La philosophie de la joie : une lecture de Marivaux

LA PHILOSOPHIE DE LA JOIE

Lecture de « L’Indigent Philosophe » de Marivaux

 

 

« Qui est indigent ? – Nous allons voir qui est indigent » murmura le placeur du Théâtre de l’Atelier ouvrant la porte à une petite foule qui se pressa, sereinement, pour la toute dernière représentation de l’Indigent philosophe de Marivaux, sous-titrée « La philosophie de la joie », une après-midi pleine de soleil.

« Je suis une amie de Claude Brasseur », s’avança une femme mûre, aux cheveux longs, un peu coquette, parfumée de bonheur, au guichet.

Je ne pus m’empêcher de lui rapporter une anecdote fort mince d’intérêt.

« J’ai rencontré un ami de Claude Brasseur, il est devenu bouquiniste. Il a fait du théâtre avec lui il y a vingt ans. Vous savez ces histoires, il y en a qui montent, et il y en a qui restent dans leurs boutiques, parmi les livres. »
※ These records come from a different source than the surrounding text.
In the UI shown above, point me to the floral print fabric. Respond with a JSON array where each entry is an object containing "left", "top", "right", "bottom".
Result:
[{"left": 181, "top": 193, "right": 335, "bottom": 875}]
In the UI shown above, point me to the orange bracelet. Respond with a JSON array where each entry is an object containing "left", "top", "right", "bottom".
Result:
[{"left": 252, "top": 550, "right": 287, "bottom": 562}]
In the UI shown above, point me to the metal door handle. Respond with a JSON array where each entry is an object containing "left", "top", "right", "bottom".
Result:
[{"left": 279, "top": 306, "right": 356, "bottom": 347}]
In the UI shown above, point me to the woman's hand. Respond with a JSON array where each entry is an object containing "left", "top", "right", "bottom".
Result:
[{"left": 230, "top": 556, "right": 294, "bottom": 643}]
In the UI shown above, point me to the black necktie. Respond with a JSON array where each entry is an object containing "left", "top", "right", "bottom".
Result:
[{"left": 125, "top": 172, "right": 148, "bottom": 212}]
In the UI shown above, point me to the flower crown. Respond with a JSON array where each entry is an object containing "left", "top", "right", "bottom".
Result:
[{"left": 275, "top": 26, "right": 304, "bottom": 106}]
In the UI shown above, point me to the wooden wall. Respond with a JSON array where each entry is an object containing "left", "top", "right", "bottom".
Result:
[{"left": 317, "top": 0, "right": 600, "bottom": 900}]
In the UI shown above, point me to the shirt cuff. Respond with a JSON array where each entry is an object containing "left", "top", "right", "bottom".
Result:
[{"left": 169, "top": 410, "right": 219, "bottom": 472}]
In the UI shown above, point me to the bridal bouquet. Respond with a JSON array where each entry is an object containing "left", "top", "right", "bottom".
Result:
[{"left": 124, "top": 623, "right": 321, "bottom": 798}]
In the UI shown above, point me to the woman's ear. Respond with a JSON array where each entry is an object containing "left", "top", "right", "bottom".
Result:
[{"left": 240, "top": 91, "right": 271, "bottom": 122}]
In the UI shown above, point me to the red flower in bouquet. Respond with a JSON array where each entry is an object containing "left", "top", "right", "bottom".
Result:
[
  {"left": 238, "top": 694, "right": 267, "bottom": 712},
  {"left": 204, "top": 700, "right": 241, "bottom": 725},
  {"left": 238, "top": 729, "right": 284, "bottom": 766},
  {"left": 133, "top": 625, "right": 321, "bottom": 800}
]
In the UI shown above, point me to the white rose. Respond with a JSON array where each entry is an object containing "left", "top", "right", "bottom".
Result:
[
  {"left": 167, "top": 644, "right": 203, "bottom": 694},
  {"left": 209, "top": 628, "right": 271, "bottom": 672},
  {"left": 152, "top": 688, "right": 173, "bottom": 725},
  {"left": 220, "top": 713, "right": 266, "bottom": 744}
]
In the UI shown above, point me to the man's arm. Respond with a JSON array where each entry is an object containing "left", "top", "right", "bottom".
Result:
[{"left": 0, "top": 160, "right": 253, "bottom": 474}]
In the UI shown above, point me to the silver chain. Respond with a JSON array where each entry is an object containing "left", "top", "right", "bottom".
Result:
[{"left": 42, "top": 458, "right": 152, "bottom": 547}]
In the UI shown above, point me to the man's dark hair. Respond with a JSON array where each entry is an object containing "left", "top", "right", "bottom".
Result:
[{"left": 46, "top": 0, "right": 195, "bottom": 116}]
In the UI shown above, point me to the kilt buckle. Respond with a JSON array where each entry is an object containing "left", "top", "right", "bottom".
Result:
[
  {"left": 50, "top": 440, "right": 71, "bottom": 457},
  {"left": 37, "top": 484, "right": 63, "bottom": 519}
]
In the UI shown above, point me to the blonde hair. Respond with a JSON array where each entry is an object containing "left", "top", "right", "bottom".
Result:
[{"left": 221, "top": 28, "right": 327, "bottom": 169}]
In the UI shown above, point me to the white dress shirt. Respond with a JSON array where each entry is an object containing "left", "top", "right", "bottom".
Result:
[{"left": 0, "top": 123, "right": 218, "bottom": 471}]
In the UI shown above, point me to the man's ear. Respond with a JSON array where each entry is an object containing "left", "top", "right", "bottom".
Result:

Elle sourit. L’amitié avec Claude Brasseur consistait à partager le vin et du saucisson après l’entrainement théâtral.

Un homme, de taille moyenne, ou haute, pénétra dans le hall d’accueil, resta un peu, deux mots, fila dans le corridor. Pourvu de lunettes noires et d’un menton fort, les joues rasées, les cheveux gris, il présentait une ressemblance avec un acteur d’innombrables films. Sa physionomie jeta le doute. A mon grand étonnement, il revint derrière le guichet, pirouetta dans ma direction, et ôta ses lunettes épaisses, comme pour se présenter.

« C’était Jean-Pierre Desproges, dit-il en dénudant son visage.

–Elle aime voir des gens célèbres, intervint le jeune homme au guichet.

–C’est une petite fille », répartit-il.

Malgré son menton fort, je finis par reconnaître l’acteur Pierre Arditi. Je me sentais plus petite femme, plus novice que Madame Desproges et fus décontenancée par le fait qu’un comédien aussi connu se découvre devant moi. Je n’avais rien à lui dire. Ayant vécu durant deux ans pas loin de la paupérisation, dans un climat de quasi-abandon moral, je reçus presque comme une indignité le fait qu’un regard célèbre me tombe dessus tout cuit, et, surtout, avec une telle franchise.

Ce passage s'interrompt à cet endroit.